UMass had plenty of people willing to take blame.

“Give Kent State’s defense a lot of credit, they did a nice job and I didn’t have a very good plan,” UMass coach Mark Whipple said. “I told the players I have to do a better job. Their plan was a lot better than ours.”

Quarterback Blake Frohnapfel pointed at himself too.

“This year, we’ve had times when we’ve faltered a little bit. A lot of that falls on me. I’m the quarterback in a pass-happy offense. When we’re not doing as well, a lot of the responsibility falls on me,” he said. “I’ll take responsibility for that.”

Even Jovan Santos-Knox, who made 17 tackles for a defense that allowed just 13 points (two points came when UMass was on offense) and 327 yards, was willing to bear responsibility.

“That’s our job, to have the offense’s back. When times are tough for them and they’re struggling, we have to pick it up and make plays on defense. We didn’t make enough plays obviously. It’s on us,” he said.

“They have a great defense on the other side,” he said. “Our job as a defense is to match them. They made more plays than our defense. That’s why they won. At the end of the day as a defensive player you have to take pride in what we do. By taking pride you have to step up and make more plays.”

The game was supposed to pit strength on strength with UMass’ offense vs. Kent’s defense and two struggling units against each other when the Flashes’ offense met the Minuteman D.

But the visitors won both battles.

Frohnapfel said all week that the hit he took at the end of last week’s loss to Bowling Green hadn’t fazed him and he and Whipple said health wasn’t a factor after the game. But he wasn’t sharp throwing several balls low and off line. He completed just 17 of 33 passes for 171 yards. He was sacked three times and his interception late in the second quarter was well off the mark.

The Minutemen had more punting yards (332) than total offense (257). UMass punted the ball seven times and had seven drives where it didn’t register a first down.

Kent became the first team to slow UMass receiver Tajae Sharpe, who caught seven passes for 46 yards.

Whipple dug into his bag of tricks, attempting end-arounds and double passes, but very little worked. UMass never got closer than Kent State’s 45 in the second half.

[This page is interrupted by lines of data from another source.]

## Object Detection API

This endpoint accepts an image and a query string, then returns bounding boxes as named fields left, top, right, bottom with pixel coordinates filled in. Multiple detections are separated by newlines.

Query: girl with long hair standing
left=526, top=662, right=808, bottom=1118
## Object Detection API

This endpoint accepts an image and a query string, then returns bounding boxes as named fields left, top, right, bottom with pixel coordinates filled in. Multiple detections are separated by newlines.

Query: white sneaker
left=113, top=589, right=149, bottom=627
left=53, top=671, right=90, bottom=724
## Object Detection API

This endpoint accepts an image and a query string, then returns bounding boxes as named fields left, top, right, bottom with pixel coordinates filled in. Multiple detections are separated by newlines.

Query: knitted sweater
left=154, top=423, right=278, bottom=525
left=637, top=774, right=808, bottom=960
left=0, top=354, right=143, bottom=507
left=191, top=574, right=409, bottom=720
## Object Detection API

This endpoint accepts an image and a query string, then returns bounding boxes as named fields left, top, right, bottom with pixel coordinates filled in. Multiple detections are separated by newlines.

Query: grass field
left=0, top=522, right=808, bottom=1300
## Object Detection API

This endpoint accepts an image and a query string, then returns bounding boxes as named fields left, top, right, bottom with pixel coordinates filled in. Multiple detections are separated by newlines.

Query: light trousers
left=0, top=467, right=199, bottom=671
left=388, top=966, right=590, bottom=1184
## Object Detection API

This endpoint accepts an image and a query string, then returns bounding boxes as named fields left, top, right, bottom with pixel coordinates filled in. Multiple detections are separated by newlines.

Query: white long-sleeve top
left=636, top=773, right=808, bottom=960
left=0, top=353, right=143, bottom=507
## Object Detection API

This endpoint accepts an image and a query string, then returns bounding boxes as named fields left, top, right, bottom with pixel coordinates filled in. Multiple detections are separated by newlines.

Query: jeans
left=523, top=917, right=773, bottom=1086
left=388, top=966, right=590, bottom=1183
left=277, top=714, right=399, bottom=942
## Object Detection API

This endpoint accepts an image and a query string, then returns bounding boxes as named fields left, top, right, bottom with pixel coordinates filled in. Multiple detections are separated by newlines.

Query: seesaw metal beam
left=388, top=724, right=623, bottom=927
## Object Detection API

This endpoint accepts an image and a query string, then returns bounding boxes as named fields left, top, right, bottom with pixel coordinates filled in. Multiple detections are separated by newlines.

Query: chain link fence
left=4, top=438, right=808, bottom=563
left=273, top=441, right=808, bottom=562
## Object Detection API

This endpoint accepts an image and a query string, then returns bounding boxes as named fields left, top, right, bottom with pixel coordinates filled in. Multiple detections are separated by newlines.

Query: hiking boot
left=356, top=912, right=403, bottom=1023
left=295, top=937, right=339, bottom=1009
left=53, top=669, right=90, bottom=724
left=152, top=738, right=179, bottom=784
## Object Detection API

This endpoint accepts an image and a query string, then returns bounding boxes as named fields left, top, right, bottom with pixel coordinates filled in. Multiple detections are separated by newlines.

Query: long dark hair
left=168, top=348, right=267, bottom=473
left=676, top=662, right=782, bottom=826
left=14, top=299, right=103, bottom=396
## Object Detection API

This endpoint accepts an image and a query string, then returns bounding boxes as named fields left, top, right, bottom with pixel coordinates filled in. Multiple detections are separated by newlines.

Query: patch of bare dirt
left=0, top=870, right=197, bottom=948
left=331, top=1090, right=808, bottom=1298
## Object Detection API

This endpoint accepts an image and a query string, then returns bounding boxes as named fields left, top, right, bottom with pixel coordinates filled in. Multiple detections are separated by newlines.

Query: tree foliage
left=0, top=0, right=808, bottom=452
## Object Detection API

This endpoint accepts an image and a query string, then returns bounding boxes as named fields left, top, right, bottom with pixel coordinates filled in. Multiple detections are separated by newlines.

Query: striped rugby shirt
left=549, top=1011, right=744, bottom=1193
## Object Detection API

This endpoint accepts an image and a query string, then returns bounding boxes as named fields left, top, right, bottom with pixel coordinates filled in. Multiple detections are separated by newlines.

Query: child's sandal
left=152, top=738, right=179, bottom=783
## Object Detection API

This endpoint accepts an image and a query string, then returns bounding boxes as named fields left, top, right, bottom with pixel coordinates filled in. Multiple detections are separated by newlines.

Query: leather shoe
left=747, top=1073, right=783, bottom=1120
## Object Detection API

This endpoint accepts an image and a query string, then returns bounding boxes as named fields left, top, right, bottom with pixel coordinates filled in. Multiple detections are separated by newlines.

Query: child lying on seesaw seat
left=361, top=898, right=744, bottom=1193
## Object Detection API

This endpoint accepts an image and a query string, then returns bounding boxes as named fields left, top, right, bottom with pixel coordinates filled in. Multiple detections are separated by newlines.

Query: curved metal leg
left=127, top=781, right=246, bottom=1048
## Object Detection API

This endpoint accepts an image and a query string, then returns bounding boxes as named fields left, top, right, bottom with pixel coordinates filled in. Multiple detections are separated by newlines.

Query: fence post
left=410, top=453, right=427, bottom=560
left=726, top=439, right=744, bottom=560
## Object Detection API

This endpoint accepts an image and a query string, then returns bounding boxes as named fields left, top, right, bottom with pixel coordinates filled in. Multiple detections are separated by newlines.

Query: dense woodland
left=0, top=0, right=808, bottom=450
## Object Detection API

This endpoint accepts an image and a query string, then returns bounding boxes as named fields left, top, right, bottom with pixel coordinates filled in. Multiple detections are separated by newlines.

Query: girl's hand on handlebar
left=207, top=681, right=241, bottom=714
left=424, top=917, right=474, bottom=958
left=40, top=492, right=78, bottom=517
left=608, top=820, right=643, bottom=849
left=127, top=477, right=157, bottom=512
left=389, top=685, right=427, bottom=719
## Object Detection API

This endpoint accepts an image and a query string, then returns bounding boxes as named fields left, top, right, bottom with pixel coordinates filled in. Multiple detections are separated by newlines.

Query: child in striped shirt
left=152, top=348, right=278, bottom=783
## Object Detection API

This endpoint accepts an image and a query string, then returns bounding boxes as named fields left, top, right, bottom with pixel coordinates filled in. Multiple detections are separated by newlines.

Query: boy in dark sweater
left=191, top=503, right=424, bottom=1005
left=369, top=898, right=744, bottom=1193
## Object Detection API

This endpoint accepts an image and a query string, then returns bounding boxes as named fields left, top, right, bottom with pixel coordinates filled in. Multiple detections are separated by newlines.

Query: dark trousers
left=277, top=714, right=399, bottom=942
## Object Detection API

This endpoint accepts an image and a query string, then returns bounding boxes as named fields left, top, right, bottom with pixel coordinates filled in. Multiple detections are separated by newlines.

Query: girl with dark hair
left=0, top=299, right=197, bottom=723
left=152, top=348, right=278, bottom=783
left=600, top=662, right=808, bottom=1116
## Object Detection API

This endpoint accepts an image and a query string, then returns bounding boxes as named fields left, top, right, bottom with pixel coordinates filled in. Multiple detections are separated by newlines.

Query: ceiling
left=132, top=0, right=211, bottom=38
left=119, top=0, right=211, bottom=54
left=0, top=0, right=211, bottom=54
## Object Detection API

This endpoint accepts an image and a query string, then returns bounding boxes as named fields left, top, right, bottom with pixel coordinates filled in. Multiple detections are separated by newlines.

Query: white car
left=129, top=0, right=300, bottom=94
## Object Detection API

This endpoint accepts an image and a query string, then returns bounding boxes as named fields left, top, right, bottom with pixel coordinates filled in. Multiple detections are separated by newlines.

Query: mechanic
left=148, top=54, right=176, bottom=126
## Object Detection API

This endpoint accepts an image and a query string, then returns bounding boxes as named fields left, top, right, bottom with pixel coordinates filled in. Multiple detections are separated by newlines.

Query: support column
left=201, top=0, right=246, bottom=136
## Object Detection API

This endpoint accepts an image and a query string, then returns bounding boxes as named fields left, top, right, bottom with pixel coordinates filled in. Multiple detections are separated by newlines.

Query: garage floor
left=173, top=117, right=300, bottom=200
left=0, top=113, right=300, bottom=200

“I was trying everything. I just couldn’t get it to fit at the right time and with the right things. It wasn’t like we didn’t know what they were doing. We just didn’t execute,” Whipple said. “We dropped the ball at the end a few times. I felt like we had something. (Frohnapfel) missed some throws but give them credit. I just don’t want to take anything away form Kent State. Paul (Hayes, Kent State coach) did a good job and they came in here hungry and did a good job on defense.”

UMass looked like it might control things early as it marched to the Kent 9-yard-line on the first drive of the game. But two penalties bounced the Minutemen back to the 24 where Logan Laurent missed a 41 yard field goal.

Still, UMass led 7-0 early in the second quarter when the Minutemen rode Marquis Young for their best drive of the game. The freshman back accounted for 43 of their 80 yards setting up Jamal Wilson’s 5-yard TD run with 14 minutes, 13 seconds left in the half.

After the team’s traded field goals, Kent tied the game with a 65-yard drive capped by quarterback George Bollas’ 1-yard TD pass to Charles Chandler with 3:14 remaining in the half.

Kent State didn’t burn things up on offense the way Bowling Green did, but Bollas, who was starting for the first time, showed an ability to keep plays and drives alive with his feet. In the opening drive of the third quarter he turned two broken third-down plays into first downs, one on a pass, the other on a scramble, to set up Shane Hynes’ 39-yard field goal.

After a Kent punt pinned UMass at its own 1 early in the fourth, Frohnapfel stepped out of end zone for a safety that made it 15-10 with 9:54 left. McGuirk Stadium has two lines at the back of the end zone, a decorative maroon one and a white one that marks the boundary. Replay appeared to show Frohnapfel stepping on the maroon not the white, but the call stood.

“I probably should have stepped up (in the pocket),” Frohnapfel said. “It was one of those situations where you’re on the goal line so you’re scared of getting around too much pressure. And then I guess I lost track of where I was. It’s an unfortunate play and it’s embarrassing in a way.”

UMass hosts Toledo, Saturday at 3 p.m.